A general view of a Morrisons supermarket in Bradford

Morrisons supermarket in Bradford, England.

Photo by George Wood/Getty Images

Morrisons has posted a solid festive performance, with group like-for-like (LFL) sales up 3.4 per cent in the six weeks to 4 January 2026, as fresh food and premium ranges drove growth in a highly competitive market.

Updating investors on results for the 52 weeks ending 26 October 2025, the grocer said full-year group LFL sales rose 2.8 per cent, marking 12 consecutive quarters of positive LFL sales growth. Total revenue increased 3.2 per cent to £15.8 billoin, while Q4 revenue rose 3.0 per cent to £3.9bn.


Morrisons said its Christmas performance was led by fresh food, supported by Market Street counters and its manufacturing business, while its premium The Best range delivered an “excellent” Christmas, up 17.4 per cent.

The retailer also reported “good growth” in online, with online delivering double-digit LFL growth across the year, gaining market share.

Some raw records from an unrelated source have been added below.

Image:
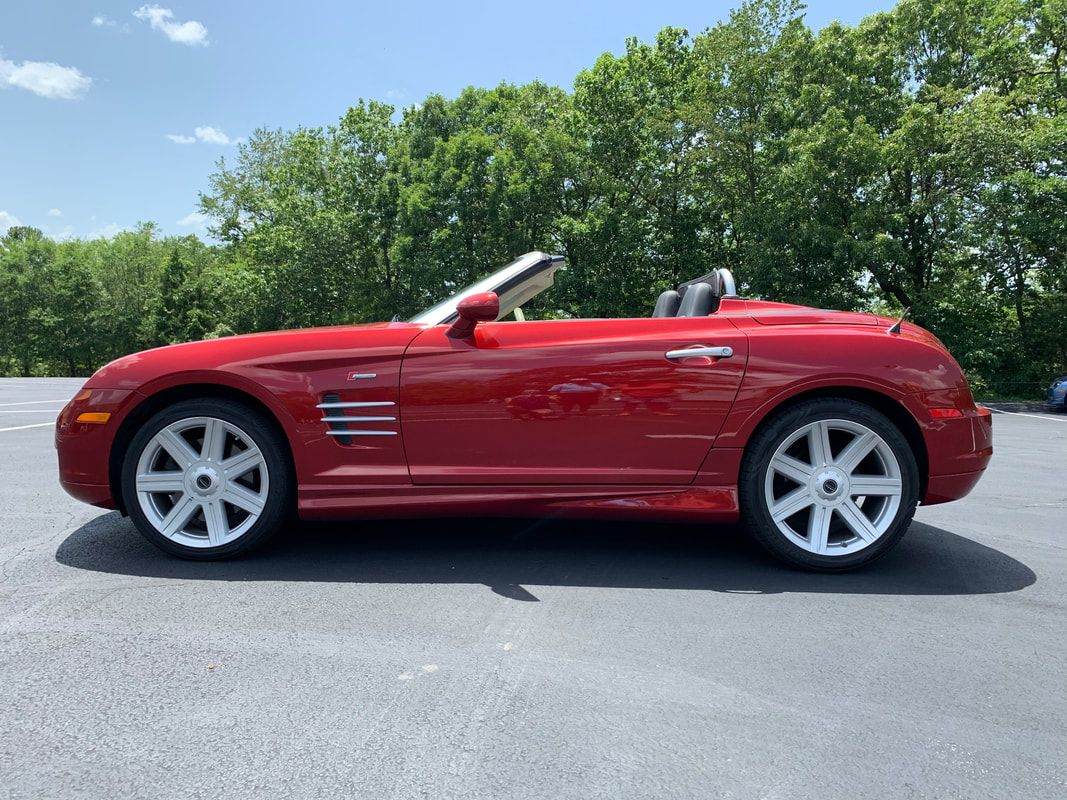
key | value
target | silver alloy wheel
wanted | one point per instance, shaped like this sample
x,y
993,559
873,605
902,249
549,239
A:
x,y
833,486
202,482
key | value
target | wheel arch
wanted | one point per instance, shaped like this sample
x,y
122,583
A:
x,y
159,400
877,400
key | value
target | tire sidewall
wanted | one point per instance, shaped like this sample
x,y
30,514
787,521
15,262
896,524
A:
x,y
266,437
757,462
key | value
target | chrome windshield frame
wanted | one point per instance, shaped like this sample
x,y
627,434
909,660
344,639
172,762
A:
x,y
505,280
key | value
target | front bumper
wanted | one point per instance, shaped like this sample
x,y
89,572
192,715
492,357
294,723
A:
x,y
84,448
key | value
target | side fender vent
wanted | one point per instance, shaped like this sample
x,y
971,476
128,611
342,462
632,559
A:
x,y
335,429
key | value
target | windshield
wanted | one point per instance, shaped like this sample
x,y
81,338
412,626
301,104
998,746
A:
x,y
514,284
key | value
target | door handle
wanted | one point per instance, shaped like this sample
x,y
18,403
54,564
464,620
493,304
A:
x,y
698,351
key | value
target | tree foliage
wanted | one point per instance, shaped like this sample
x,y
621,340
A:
x,y
914,160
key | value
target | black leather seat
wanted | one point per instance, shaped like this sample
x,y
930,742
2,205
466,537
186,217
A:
x,y
698,301
667,304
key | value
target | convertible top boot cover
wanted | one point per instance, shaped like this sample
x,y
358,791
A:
x,y
697,302
667,304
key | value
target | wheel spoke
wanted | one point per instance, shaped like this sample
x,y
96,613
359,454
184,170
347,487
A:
x,y
243,498
160,482
792,468
790,505
871,485
818,527
178,516
237,465
857,521
215,515
176,447
858,449
215,440
818,444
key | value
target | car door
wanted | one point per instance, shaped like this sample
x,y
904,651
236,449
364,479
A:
x,y
568,401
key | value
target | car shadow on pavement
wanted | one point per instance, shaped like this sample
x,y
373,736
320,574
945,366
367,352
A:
x,y
514,557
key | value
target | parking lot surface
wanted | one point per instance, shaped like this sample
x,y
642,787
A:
x,y
531,659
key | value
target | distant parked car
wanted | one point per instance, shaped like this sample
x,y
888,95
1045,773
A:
x,y
1057,394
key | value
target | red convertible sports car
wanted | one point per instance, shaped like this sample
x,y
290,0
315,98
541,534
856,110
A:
x,y
822,430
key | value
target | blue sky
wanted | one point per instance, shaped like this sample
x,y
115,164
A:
x,y
114,112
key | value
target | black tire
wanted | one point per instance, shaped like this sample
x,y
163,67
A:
x,y
277,508
761,449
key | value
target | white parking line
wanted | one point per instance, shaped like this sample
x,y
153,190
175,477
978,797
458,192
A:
x,y
32,402
1032,416
24,427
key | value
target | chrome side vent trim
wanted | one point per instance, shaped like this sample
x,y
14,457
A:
x,y
336,403
359,419
362,433
340,424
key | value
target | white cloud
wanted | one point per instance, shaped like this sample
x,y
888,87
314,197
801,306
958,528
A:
x,y
193,220
191,33
207,134
8,221
212,136
45,78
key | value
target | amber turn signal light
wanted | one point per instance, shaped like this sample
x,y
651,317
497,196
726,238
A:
x,y
94,417
945,413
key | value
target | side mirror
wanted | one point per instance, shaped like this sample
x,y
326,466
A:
x,y
482,307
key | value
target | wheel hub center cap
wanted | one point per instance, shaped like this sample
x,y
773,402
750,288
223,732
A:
x,y
830,484
204,480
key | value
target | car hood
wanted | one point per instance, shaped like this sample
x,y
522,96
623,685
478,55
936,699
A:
x,y
271,350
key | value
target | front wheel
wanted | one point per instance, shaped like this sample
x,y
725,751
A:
x,y
829,484
207,479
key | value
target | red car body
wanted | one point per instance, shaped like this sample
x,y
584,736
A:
x,y
564,417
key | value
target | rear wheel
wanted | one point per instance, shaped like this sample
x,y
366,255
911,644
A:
x,y
829,484
207,479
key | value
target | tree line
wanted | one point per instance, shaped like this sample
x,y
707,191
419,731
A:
x,y
914,160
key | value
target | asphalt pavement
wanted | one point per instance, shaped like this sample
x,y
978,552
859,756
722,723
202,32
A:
x,y
487,658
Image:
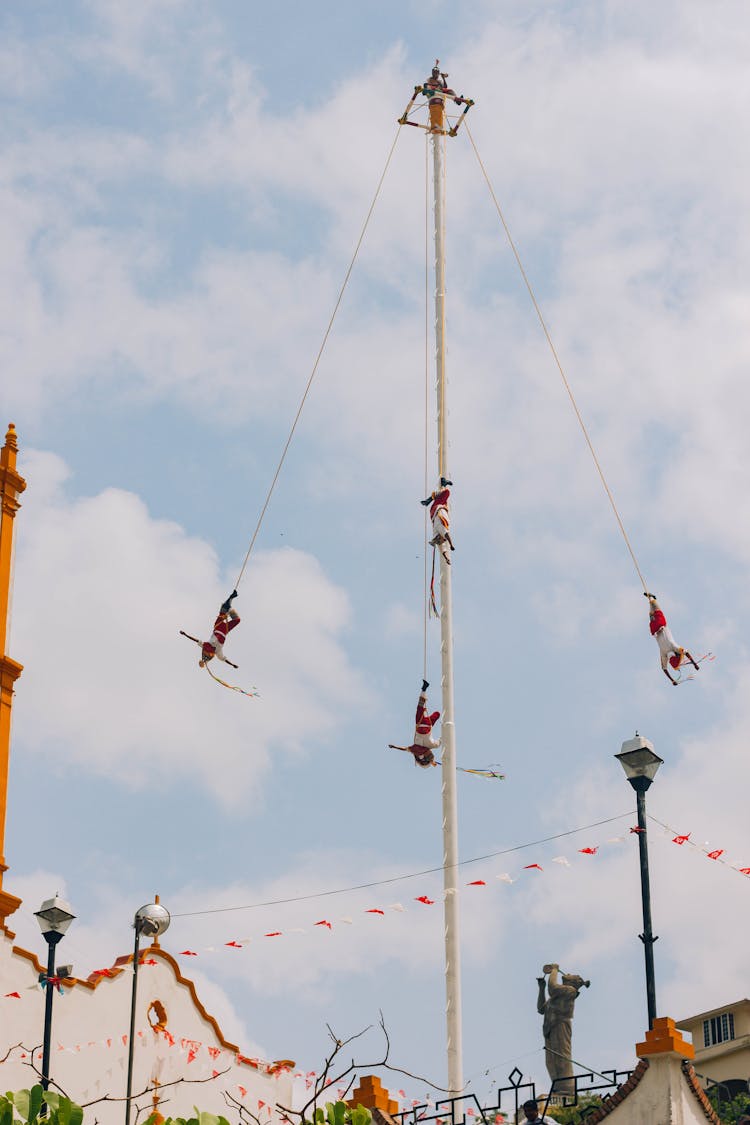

Meanwhile, general merchandise delivered a market-beating performance during the festive period, up 10.0 per cent, while Nutmeg clothing rose 4.7 per cent. A festive Disney promotion was highlighted as a major success, with more than one million customers taking part, including “younger families new to the Morrisons brand”.

Morrisons said it made a further improvement in its price position during the year and announced price cuts on an additional 2,500 everyday items in January 2026, as it seeks to protect volumes in a value-driven market.

Chief executive Rami Baitiéh said FY24/25 had been “another year of renewal and modernisation” and pointed to resilience despite several pressures.

“In a year when consumers were feeling the squeeze, we grew like-for-like sales for a twelfth consecutive quarter, maintained EBITDA and our market share, and demonstrated our resilience in the face of some tough external headwinds,” he said, citing a cyber incident in Q1, rising inflation and government cost increases.

Underlying EBITDA from continuing operations was held flat at £835m, despite “largely unexpected” cost headwinds from the 2024 Budget, which Morrisons said represented an annualised cost of £200m.

CFO Jo Goff said the business offset pressures through an ongoing cost reduction programme, delivering £233m of savings in the year and taking total savings to £845m to date. Morrisons expects to exceed its £1bn savings target by the end of FY26.

The grocer also reported continued deleveraging, cutting gross debt by 10 per cent during the year, with net debt down 46 per cent from its 2022 peak. Market share was stable at 8.5 per cent in December 2025, level with January 2025.